There is a limitation in the current study. The comparison of severity grade in functional/symptomatic aspects was not performed due to insufficient effect of rebamipide on functional/symptomatic aspects [13]. For this reason, future comparison of evaluation on functional/symptomatic aspects in OM will be designed for the study drugs, which have actions against dysgeusia, salivary gland secretion or swallowing dysfunction. Furthermore, from a perspective of supportive care in cancer, it would be required to measure patient symptoms such as pain, fatigue, or emotional distress, in addition to clinical manifestation determined by clinicians’ objective evaluation in clinical trials for the treatment of CRT-OM. To achieve such purposes, validated self-reported health-measuring systems, such as Oral Mucositis Daily Questionnaire or Patient-Reported Oral Mucositis Symptom should be employed.

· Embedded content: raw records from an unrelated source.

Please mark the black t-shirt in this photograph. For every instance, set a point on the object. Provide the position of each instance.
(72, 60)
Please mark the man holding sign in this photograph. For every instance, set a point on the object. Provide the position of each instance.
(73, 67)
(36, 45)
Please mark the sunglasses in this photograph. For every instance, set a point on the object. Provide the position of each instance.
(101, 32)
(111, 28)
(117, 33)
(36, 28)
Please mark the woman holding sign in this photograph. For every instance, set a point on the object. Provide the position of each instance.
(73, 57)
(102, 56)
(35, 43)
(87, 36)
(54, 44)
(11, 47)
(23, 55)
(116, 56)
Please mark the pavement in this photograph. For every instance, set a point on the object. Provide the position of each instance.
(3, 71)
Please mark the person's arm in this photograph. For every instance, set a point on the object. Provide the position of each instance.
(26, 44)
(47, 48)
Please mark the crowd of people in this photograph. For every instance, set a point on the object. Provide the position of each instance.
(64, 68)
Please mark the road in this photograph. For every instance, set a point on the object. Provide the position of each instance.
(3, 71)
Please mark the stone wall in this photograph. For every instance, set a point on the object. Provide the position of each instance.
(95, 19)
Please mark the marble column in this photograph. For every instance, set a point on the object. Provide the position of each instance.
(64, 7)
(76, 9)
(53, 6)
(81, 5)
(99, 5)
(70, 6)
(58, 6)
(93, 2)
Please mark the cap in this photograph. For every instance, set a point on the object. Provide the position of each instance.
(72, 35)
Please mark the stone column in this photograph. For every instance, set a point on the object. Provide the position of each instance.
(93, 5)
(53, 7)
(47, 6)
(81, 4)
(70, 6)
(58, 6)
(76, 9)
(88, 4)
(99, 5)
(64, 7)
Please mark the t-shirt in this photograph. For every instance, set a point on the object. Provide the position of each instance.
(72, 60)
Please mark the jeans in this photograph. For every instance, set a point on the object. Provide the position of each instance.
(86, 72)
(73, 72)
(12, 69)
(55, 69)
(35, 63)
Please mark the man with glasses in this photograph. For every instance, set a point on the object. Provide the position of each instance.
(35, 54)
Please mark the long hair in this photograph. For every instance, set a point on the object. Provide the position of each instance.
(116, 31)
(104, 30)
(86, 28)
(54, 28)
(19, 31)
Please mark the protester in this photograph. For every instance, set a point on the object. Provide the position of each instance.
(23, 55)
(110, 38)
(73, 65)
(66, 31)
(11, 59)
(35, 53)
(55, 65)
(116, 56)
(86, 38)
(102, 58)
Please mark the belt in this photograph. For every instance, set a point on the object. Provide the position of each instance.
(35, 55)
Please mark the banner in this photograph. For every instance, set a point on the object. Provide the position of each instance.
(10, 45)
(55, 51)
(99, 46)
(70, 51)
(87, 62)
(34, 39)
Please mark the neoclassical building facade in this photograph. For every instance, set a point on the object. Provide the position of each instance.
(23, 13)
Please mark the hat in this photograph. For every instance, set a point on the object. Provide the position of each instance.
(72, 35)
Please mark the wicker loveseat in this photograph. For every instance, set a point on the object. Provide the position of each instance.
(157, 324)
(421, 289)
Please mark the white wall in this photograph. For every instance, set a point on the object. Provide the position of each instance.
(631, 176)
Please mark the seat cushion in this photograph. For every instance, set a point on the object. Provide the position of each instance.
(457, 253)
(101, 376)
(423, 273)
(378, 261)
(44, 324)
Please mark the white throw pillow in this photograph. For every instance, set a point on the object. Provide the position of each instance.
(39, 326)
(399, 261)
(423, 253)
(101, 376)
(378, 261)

Taken together, it is supposed that discordance in evaluation between the ICR and INV would be inevitable. Although the physician and the patient should make the final decision on therapeutic measures in clinical care, it is strongly suggested that an objective evaluation with a consistent scale would be required in clinical trials in the treatment for CRT-OM for patients with HNC to reduce the discordance as much as possible.